Intellectual Property—Patent Exhaustion

Impression Products, Inc. v. Lexmark Int'l, Inc., No. 15-1189

The doctrine of patent exhaustion holds that, after the first authorized sale of a patented article, the patent rights in that particular article are exhausted and the patentee cannot exert any further control over the article under patent law. Today, the Supreme Court held that this doctrine applies "regardless of any restrictions the patentee purports to impose or the location of the sale," abrogating two Federal Circuit decisions from 1992 and 2001 that had respectively held that (1) patentees could avoid patent exhaustion by imposing express restrictions on the use or resale of an article at the time of the first sale; and (2) a patentee's U.S. patent rights are not exhausted when an article is sold abroad.

First, the Court unanimously (Justice Gorsuch did not participate) held that a patentee cannot use patent law to enforce post-sale restrictions on the use or resale of an article, because any authorized first sale exhausts the patentee's rights, irrespective of a patentee's attempts to impose conditions on its sale of the article.

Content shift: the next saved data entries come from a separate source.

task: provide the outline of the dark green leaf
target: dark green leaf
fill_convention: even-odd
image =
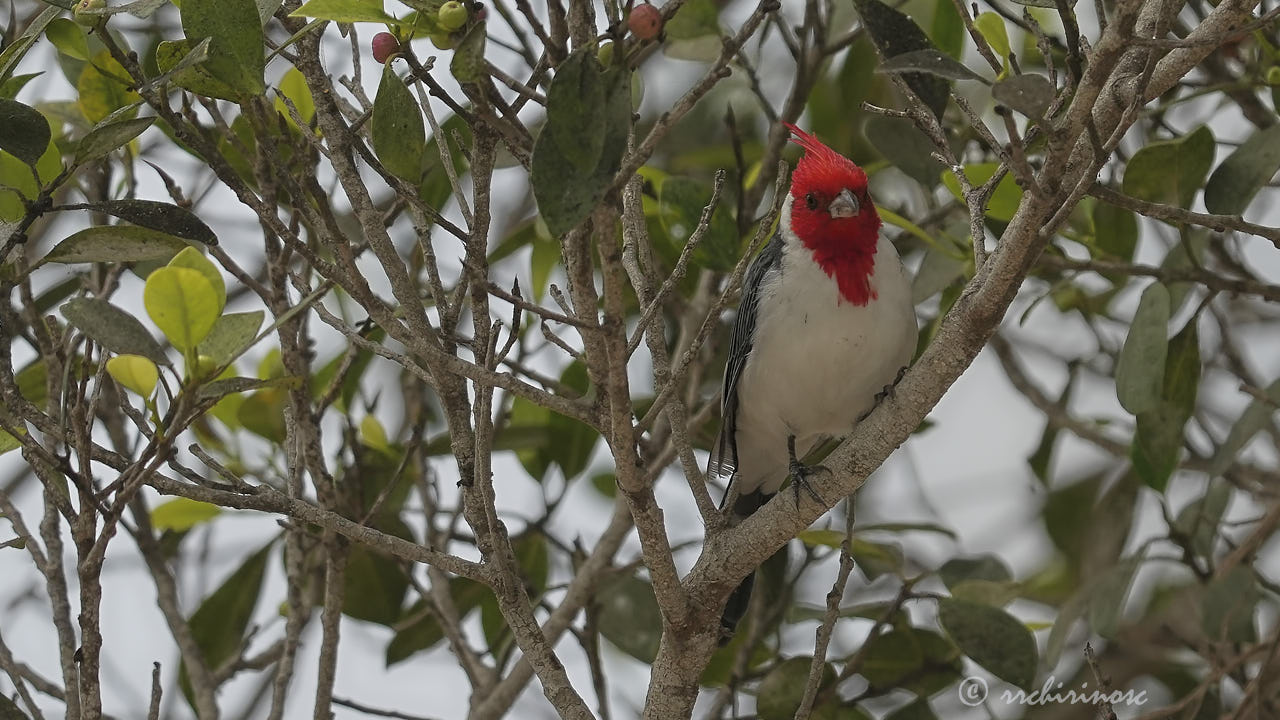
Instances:
[[[1190,541],[1191,550],[1198,556],[1212,560],[1218,524],[1231,500],[1231,485],[1211,479],[1205,494],[1187,503],[1178,513],[1173,530]]]
[[[132,90],[133,80],[128,71],[105,48],[84,65],[76,80],[76,105],[86,119],[100,123],[121,117],[133,117],[131,109],[142,98]],[[125,115],[117,114],[124,109]]]
[[[118,217],[134,225],[159,230],[205,245],[217,245],[218,236],[195,213],[172,203],[155,200],[103,200],[88,203],[90,210]]]
[[[999,167],[996,163],[976,163],[973,165],[965,165],[964,172],[969,178],[969,183],[975,188],[991,179]],[[960,192],[960,178],[950,170],[942,173],[942,184],[947,186],[947,190],[960,202],[964,202],[964,194]],[[991,199],[987,201],[987,217],[1001,222],[1008,222],[1013,219],[1014,213],[1018,212],[1018,206],[1022,204],[1022,188],[1018,187],[1018,183],[1013,180],[1013,173],[1005,173],[1000,178],[1000,182],[996,183],[995,192],[991,193]]]
[[[34,108],[0,98],[0,150],[4,150],[22,162],[34,166],[49,147],[52,131],[49,121]]]
[[[981,603],[992,607],[1004,607],[1022,592],[1022,583],[996,580],[961,580],[951,587],[951,595],[957,600]]]
[[[951,57],[960,57],[964,53],[964,39],[967,35],[964,22],[956,10],[952,0],[934,0],[933,25],[929,35],[933,44]]]
[[[422,177],[426,129],[413,93],[387,63],[373,100],[373,151],[392,175],[416,183]]]
[[[1280,170],[1280,125],[1249,136],[1209,176],[1204,206],[1211,213],[1239,215]]]
[[[472,25],[453,49],[449,72],[460,83],[478,83],[489,77],[484,62],[485,24],[478,22]]]
[[[1169,476],[1178,465],[1183,428],[1195,411],[1200,385],[1200,339],[1198,316],[1169,341],[1169,357],[1164,368],[1160,404],[1138,415],[1133,438],[1133,467],[1143,482],[1164,492]]]
[[[926,188],[936,187],[942,164],[933,157],[933,145],[915,123],[906,118],[872,115],[863,130],[867,142],[890,165]]]
[[[1012,615],[963,600],[938,601],[938,620],[960,651],[988,672],[1024,690],[1035,682],[1036,641]]]
[[[711,202],[711,188],[693,178],[668,176],[658,188],[662,224],[672,241],[684,245],[698,227],[702,211]],[[738,228],[723,198],[711,213],[706,235],[693,252],[693,261],[725,272],[738,262]]]
[[[1201,623],[1211,640],[1252,643],[1258,640],[1253,616],[1262,591],[1248,565],[1236,565],[1204,589]]]
[[[711,62],[720,42],[720,8],[716,0],[689,0],[662,26],[662,54],[676,60]]]
[[[253,608],[258,604],[262,591],[262,577],[267,569],[267,558],[275,541],[250,555],[235,572],[218,586],[213,594],[200,603],[188,624],[191,635],[209,668],[217,668],[240,651]],[[182,692],[191,698],[191,683],[187,669],[179,670]]]
[[[138,318],[106,300],[76,298],[62,306],[62,316],[72,327],[113,353],[141,355],[157,365],[169,364],[164,348]]]
[[[98,225],[58,243],[40,262],[167,262],[186,247],[178,238],[155,230],[133,225]]]
[[[251,380],[252,378],[234,378],[239,380]],[[226,382],[218,380],[209,383],[200,389],[203,395],[210,398],[219,397],[228,393],[240,392],[236,389],[227,389],[226,386],[220,386],[218,383]],[[259,380],[257,382],[266,383],[269,381]],[[220,394],[220,395],[219,395]],[[236,410],[236,419],[244,427],[245,430],[272,442],[284,442],[285,424],[284,424],[284,404],[286,398],[284,393],[276,388],[268,387],[249,397],[245,398],[240,407]]]
[[[862,16],[863,25],[885,60],[913,50],[933,47],[929,36],[925,35],[914,20],[880,0],[854,0],[853,5]],[[950,93],[947,81],[924,73],[906,73],[902,79],[933,114],[941,119]]]
[[[81,165],[106,157],[108,153],[124,147],[130,140],[141,135],[155,121],[154,117],[104,121],[80,138],[76,145],[75,164]]]
[[[586,68],[595,67],[591,62],[584,62],[584,65]],[[552,86],[559,80],[559,76],[552,80]],[[602,73],[600,84],[604,88],[604,101],[594,114],[602,118],[604,143],[594,169],[579,171],[569,161],[558,140],[559,131],[555,130],[556,125],[565,122],[578,126],[581,120],[576,115],[576,105],[561,108],[551,105],[548,99],[551,106],[547,108],[547,122],[534,143],[533,194],[538,201],[538,211],[554,237],[565,234],[586,219],[604,197],[614,174],[622,165],[631,119],[631,73],[611,67]]]
[[[271,389],[271,390],[274,390],[277,388],[287,389],[291,387],[297,387],[301,383],[302,383],[302,379],[294,376],[272,377],[272,378],[231,377],[231,378],[224,378],[222,380],[214,380],[213,382],[206,384],[204,387],[200,388],[199,397],[201,400],[213,400],[216,398],[224,397],[226,395],[231,395],[233,393],[248,392],[250,390],[262,390],[264,388]],[[262,395],[264,395],[264,393],[256,393],[254,397],[259,397]],[[273,401],[282,400],[274,392],[271,393],[271,398],[273,399]],[[277,408],[277,412],[281,411],[282,409],[283,408]],[[281,418],[280,422],[281,423],[284,422],[283,418]],[[245,425],[247,427],[248,423],[245,423]],[[252,430],[252,428],[249,428],[249,429]],[[259,434],[264,434],[264,433],[259,433]],[[265,436],[272,437],[271,435],[265,435]],[[284,438],[283,433],[280,434],[280,438],[281,439]]]
[[[885,716],[885,720],[936,720],[937,717],[933,714],[933,708],[929,707],[929,701],[923,697],[917,697],[889,713]]]
[[[63,13],[63,8],[58,6],[50,6],[45,8],[39,15],[31,21],[26,30],[17,37],[13,42],[9,43],[4,52],[0,52],[0,82],[8,80],[13,75],[13,69],[18,66],[18,62],[22,60],[31,46],[36,40],[40,39],[40,35],[44,33],[49,23],[54,18]]]
[[[10,100],[14,99],[18,96],[18,93],[22,92],[22,88],[27,86],[27,83],[35,80],[43,74],[43,72],[23,73],[22,75],[14,75],[8,80],[5,80],[0,83],[0,98],[8,98]]]
[[[1035,74],[1014,75],[991,88],[991,97],[996,102],[1033,120],[1044,117],[1056,94],[1053,83],[1043,75]]]
[[[1249,444],[1253,436],[1266,427],[1275,415],[1276,408],[1280,407],[1280,380],[1275,380],[1267,386],[1266,395],[1266,400],[1254,398],[1240,418],[1231,426],[1227,439],[1222,441],[1222,445],[1214,453],[1212,467],[1209,470],[1211,475],[1221,475],[1226,472],[1245,445]]]
[[[604,69],[587,50],[565,58],[547,91],[549,120],[543,132],[551,134],[577,172],[589,173],[600,163],[605,118],[597,111],[604,98]]]
[[[1129,334],[1116,361],[1116,397],[1137,415],[1156,408],[1169,352],[1169,290],[1154,282],[1142,291]]]
[[[924,651],[910,628],[893,629],[867,640],[858,673],[872,691],[898,686],[924,665]]]
[[[1142,567],[1142,557],[1123,560],[1108,568],[1089,594],[1089,628],[1104,638],[1114,638],[1124,616],[1125,602],[1133,587],[1133,577]]]
[[[1076,372],[1074,367],[1067,375],[1067,384],[1062,388],[1062,394],[1058,396],[1055,407],[1066,410],[1071,403],[1071,391],[1076,384]],[[1058,442],[1058,434],[1062,431],[1062,427],[1052,420],[1046,420],[1044,424],[1044,432],[1040,434],[1040,444],[1036,446],[1035,452],[1031,457],[1027,458],[1027,464],[1031,466],[1031,472],[1035,473],[1036,478],[1044,487],[1050,485],[1050,463],[1053,461],[1053,449]]]
[[[1140,200],[1190,207],[1213,164],[1213,133],[1201,125],[1134,153],[1124,171],[1124,192]]]
[[[983,83],[987,82],[986,78],[965,67],[955,58],[941,50],[938,50],[937,48],[923,48],[920,50],[904,52],[900,55],[894,55],[881,63],[880,67],[876,69],[876,72],[917,72],[936,75],[948,80],[977,80]],[[999,85],[996,87],[999,87]]]
[[[795,717],[796,710],[804,699],[804,689],[809,682],[809,667],[812,664],[813,658],[788,658],[764,676],[756,690],[756,714],[760,716],[760,720],[791,720]],[[829,663],[824,664],[819,690],[835,682],[835,679],[835,670]]]
[[[598,598],[600,634],[622,652],[652,663],[662,637],[662,611],[653,587],[628,575],[606,586]]]
[[[1138,246],[1138,217],[1132,210],[1100,202],[1093,206],[1093,237],[1105,258],[1132,260]]]
[[[261,95],[262,21],[253,0],[183,0],[182,30],[192,43],[212,38],[201,68],[237,93]]]
[[[460,618],[465,618],[486,599],[493,597],[489,588],[474,580],[455,577],[449,581],[449,597]],[[413,618],[414,622],[396,632],[387,645],[388,666],[405,660],[416,652],[427,650],[444,639],[444,631],[435,615],[429,611],[426,601],[418,601],[402,616],[401,622]]]
[[[1013,573],[1009,571],[1009,566],[995,555],[975,555],[948,560],[938,568],[938,577],[950,588],[965,580],[1008,582],[1013,580]]]
[[[89,40],[85,37],[85,29],[67,18],[58,18],[45,28],[44,36],[58,48],[58,52],[76,60],[88,60]]]
[[[1076,621],[1084,616],[1088,608],[1089,593],[1085,589],[1078,591],[1058,610],[1058,617],[1054,619],[1053,628],[1049,630],[1049,638],[1045,641],[1044,663],[1047,667],[1057,666],[1071,629],[1075,627]]]
[[[243,313],[226,313],[213,324],[213,329],[200,341],[196,352],[213,358],[218,365],[225,365],[239,357],[258,336],[262,327],[261,310]]]
[[[375,526],[382,532],[415,542],[408,526],[395,515],[380,517]],[[409,590],[409,575],[401,561],[363,545],[353,545],[347,557],[344,583],[343,615],[387,627],[399,622],[400,606]]]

In short, as the Court explained, "patent exhaustion is uniform and automatic."

Second, the Court held 7-1 (Justice Ginsburg dissented) that a patentee's U.S. patent rights are exhausted by the authorized sale of an article abroad. The Court held that the common-law rule against restraints on alienation of chattels, which is the basis for the patent exhaustion doctrine, is "borderless" and that U.S. patent rights are therefore exhausted by foreign sales in the same way as by domestic sales.

Mayer Brown represented the victorious petitioner, Impression Products, in this case.

Federal Employer's Liability Act—Personal Jurisdiction

BNSF R. Co. v. Tyrrell, No. 16-405

A defendant may be sued only in jurisdictions that have "personal jurisdiction" over the defendant. The scope of personal jurisdiction is important because it limits a plaintiff's ability to engage in forum shopping. This Term, the Supreme Court is considering two important personal-jurisdiction cases, BNSF R. Co. v. Tyrrell and Bristol-Myers Squibb Co. v. Superior Court of California.

Today the Court issued its decision in BNSF, holding that the Federal Employer's Liability Act's venue provision does not make a railroad subject to personal jurisdiction in every state in which it operates, and that the Due Process Clause makes it unconstitutional for a court in a given state to exercise personal jurisdiction over a railroad in connection with a claim that arose outside that state, unless the railroad is "at home in the forum State," something that it typically will be only in the states in which it is incorporated or has its principal place of business. In so holding, the Court reaffirmed the broad applicability of its recent decisions in Daimler AG v. Bauman, 134 S. Ct. 746 (2014), and Goodyear Dunlop Tires Operations, S.A. v. Brown, 564 U.S. 915 (2011), which rejected the contention that nationally active corporations may be sued on any matter wherever they engage in business.

Although she agreed with the majority's statutory analysis, Justice Sotomayor dissented from its constitutional analysis, as she effectively did in her Daimler concurrence.